Patrol officer caught selling informant's name, address, and Social Security number.

It sounds like a scene from a mafia film: In a covert meeting, a drug-dealing, crooked cop agrees to sell information about a confidential informant to another drug dealer. But unbeknownst to the cop, the other dealer is secretly taping the conversation for the FBI.

Last week, the FBI arrested Thomas Braswell, an officer with the Shelby County Sheriff's Office (SCSO), and charged him with bribery for allegedly selling confidential information. Pending an investigation, he was relieved of duty with pay.

According to the complaint filed with the U.S. Attorney's Office, Braswell received $500 late last month from an undercover informant posing as a coke and steroids dealer in exchange for the address, Social Security number, driver's license history, and date of birth of another informant used in the SCSO investigations.

Braswell obtained the information through SCSO computers and read it out over the phone. All the while, the informant was taping the conversation. Several other conversations were also taped via telephone and during face-to-face meetings.

During one conversation, Braswell discussed his efforts to obtain steroids. Sheriff Mark Luttrell says it was Braswell's drug involvement that prompted the FBI investigation.

"In this case, officers were working on some drug crimes. In the course of that routine investigation, this case came up involving [Braswell]," says Luttrell. "They just started following the leads. It wasn't a situation where we started out targeting a particular officer."

Though Braswell's primary duties were those of a patrolman, he had access to the same informant database that drug and gang units have.

"There's certain information that all of our law enforcement officers have access to," says Luttrell. "It's considered for official use only. That doesn't mean it's top-secret or highly classified. But there is an understanding that it's considered to be sensitive information not to be released to the public."

Luttrell acknowledges that Braswell could have put an informant in danger had he given that information to a real drug dealer. He says that informants range from "John Q. Citizen to someone with a criminal background."

"Fortunately, we became aware of this in time. We were able to control it," says Luttrell. "We just have to be very aggressive in responding to it."

As a result, Luttrell says the SCSO will be beefing up lessons about handling sensitive information in their in-service training, the 40 hours of classes every officer takes annually.

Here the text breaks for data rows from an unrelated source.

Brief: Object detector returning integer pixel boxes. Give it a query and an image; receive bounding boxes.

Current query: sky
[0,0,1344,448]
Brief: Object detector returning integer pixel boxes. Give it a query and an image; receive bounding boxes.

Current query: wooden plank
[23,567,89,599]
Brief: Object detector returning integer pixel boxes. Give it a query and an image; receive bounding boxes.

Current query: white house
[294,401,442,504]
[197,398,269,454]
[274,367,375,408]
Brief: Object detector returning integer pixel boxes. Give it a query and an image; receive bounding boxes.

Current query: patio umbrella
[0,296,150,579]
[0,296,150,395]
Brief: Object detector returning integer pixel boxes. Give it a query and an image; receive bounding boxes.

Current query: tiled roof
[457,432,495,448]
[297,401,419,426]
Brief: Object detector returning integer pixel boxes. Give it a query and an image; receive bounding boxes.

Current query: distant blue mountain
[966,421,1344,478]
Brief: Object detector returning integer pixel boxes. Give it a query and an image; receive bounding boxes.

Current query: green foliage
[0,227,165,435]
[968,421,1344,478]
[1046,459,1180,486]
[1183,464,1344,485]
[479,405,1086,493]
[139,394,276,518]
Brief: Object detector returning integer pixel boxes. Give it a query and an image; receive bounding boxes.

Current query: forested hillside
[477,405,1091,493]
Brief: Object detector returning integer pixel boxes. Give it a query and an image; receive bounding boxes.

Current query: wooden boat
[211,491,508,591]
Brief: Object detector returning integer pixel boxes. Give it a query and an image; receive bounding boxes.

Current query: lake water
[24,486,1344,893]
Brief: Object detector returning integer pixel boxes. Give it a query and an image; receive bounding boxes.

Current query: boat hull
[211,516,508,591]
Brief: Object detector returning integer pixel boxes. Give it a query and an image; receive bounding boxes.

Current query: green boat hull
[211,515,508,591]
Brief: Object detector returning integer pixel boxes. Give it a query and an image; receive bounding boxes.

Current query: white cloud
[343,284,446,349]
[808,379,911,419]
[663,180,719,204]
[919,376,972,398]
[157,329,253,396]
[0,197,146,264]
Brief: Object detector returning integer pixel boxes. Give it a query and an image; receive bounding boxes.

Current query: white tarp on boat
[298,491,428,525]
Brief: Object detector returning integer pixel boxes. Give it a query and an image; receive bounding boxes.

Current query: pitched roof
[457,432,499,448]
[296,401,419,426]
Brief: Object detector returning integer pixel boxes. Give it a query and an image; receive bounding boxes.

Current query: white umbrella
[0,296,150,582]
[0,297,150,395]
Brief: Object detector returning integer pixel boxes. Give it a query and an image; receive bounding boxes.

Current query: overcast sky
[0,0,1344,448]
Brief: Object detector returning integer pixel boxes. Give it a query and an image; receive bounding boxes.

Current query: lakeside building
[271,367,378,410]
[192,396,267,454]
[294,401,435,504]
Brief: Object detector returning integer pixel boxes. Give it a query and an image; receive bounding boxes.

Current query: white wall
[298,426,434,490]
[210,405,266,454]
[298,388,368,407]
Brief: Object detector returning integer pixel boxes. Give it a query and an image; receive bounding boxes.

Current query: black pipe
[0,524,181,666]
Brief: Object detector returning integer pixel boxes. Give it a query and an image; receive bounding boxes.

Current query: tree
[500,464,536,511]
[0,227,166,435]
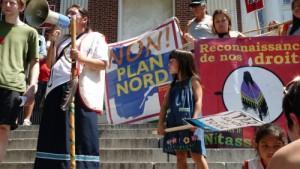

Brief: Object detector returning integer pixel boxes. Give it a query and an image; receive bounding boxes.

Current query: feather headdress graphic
[241,71,269,120]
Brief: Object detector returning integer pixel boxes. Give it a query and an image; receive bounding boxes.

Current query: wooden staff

They'll also be looking at their system of storing confidential information.

"Anytime you have an event like this, you certainly look at your internal procedures to see if your restrictions are tight enough," says Luttrell. "We'll go through that routine process of accessing our security."

Braswell is the third SCSO officer charged in a federal investigation since 2005. According to personnel records obtained by the Flyer, Braswell was cited for attempting to start a fight with another officer in 2004. He's also been cited for improper handling of a traffic ticket, accidentally discharging his weapon in the prison ward, and crashing his police vehicle.